HC Deb 24 July 1951 vol 491 cc190-2
29. Mr. Hamilton

asked the Secretary of State for Scotland what progress has been made in the selection of tubercular patients for treatment in Switzerland; on what basis is selection determined; and when are the first patients likely to leave the United Kingdom.

Mr. McNeil

As I explained when announcing these arrangements on 10th April last, patients selected for treatment in Switzerland are normally persons in need of at least six months sanatorium care but unlikely to require any major surgical operation. Treatment in Switzerland is offered to persons recommended for sanatorium treatment in the ordinary way, where on medical grounds this particular treatment is considered appropriate by the tuberculosis physicians.

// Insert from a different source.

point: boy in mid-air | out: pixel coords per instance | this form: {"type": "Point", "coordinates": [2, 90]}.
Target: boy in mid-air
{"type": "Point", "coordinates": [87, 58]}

The first group of 36 patients from Scotland left on 15th June, and the second group of the same size on 18th July. It is intended that a further group should leave each month until October.

Mr. Hamilton

Whilst thanking my hon. Friend for that information, would he indicate what steps are being taken to give the maximum amount of publicity to these facts and figures in the T.B. hospitals and to all T.B. patients throughout Scotland?

Mr. McNeil

I should have thought that has received wide publicity through the co-operation of the Press, but I should be glad to consider whether there is any other scheme we can utilise to bring it to the notice of the patients.

Brigadier Medlicott

Is it still a fact that only 130 beds altogether have been arranged for British patients in Switzerland? Having regard to the fact that there are upwards of 10,000 people awaiting treatment for tuberculosis, is there no hope of arranging for a far greater number of beds in Switzerland for patients from this country?

Mr. McNeil

I must resist the attempt to make any party capital out of this and point out that this represents more beds than ever before. But I ask hon. Gentlemen to go slowly in what at this stage can only be an experiment, although it is an experiment about which I am very optimistic.

Brigadier Medlicott

Is the right hon. Gentleman aware that there can be no question of party capital here; it is a question of arithmetic. I am merely asking him to compare the existing number of beds, 130, with the stated number of patients, which is 10,000.

Mr. McNeil

If the hon. and gallant Gentleman is going to press me, let me say that his arithmetic is wrong. He must multiply it by two for Great Britain, and that number gives more beds than any Opposition Member ever thought of.

Lieut.-Colonel Elliot

Really, this gross attempt to make party capital must be resisted. Is the Minister not aware that he was pressed by the Opposition for many a long month before the slightest action was taken by the Government?

Hon. Members

Oh!

Mr. McNeil

I must confess that I am indebted to the co-operation of the right hon. and gallant Gentleman upon this subject. While I do not want to be pushed, I must repeat that the Opposition, when in power, took no special steps.

Lieut.-Colonel Elliot

On that point, surely the right hon. Gentleman is aware that a much larger number of beds was available at home then?

Mr. McNeil indicated dissent.

Mr. Hamilton

Is it not right and proper that we on this side of the House should make party political capital out of this wonderful Service that was talked about so much by the Opposition but about which nothing was done?

Lieut.-Colonel Elliot

May I point out that the hon. Member is seeking to disprove the statement of the Secretary of State and that an attempt is being made to make party capital out of this from his own benches?